The antibiotic chosen should have a sufficiently wide spectrum to cover the organisms which most commonly colonize the bronchial tree. If the initial choice fails, further treatment should be based on results of sputum culture and sensitivity testing. Colonization with Pseudomonas is common, and its eradication virtually impossible. Treatment usually requires parenteral administration of antibiotics: the decision to treat should be taken on clinical grounds rather than on the basis of a microbiological isolate. Preliminary studies have reported favourable results with nebulized antibiotics although few are as yet licensed for use by this route.
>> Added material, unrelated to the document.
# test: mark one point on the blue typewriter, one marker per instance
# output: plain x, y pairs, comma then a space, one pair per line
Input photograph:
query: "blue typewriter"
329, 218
Management of complications
Haemoptysis is a frequent symptom in patients with bronchiectasis, although bleeding is usually not life-threatening and tends to be self-limiting. If major haemoptysis occurs the source of the bleeding should be identified by a bronchoscopy or arteriography. If embolization of the appropriate vessel is technically not feasible, the bleeding segment of lung may have to be resected.
RESPIRATORY FAILURE
Patients with generalized disease may develop airway obstruction and respiratory failure. The degree of reversibility following treatment with inhaled bronchodilators is likely to be small, but even a limited improvement in airway function can be beneficial. It may also aid mucociliary clearance. Steroids and mucolytics have been used, but no consensus has been reached as to their benefit.
FURTHER READING
Currie DC, et al. Double blind randomized study of prolonged higher dose oral amoxycillin in purulent bronchiectasis. Q J Med 1990; 76: 799–816.
Ellis DA, Thornley PE, Wightman AJ, Walker M, Chalmers J, Crofton JW. Present outlook in bronchiectasis: clinical and social study and review of factors influencing prognosis. Thorax 1981; 36: 659–64.
Stockley RA. Bronchiectasis—new therapeutic approaches based on pathogenesis. Clin Chest med 1987; 8: 481–94.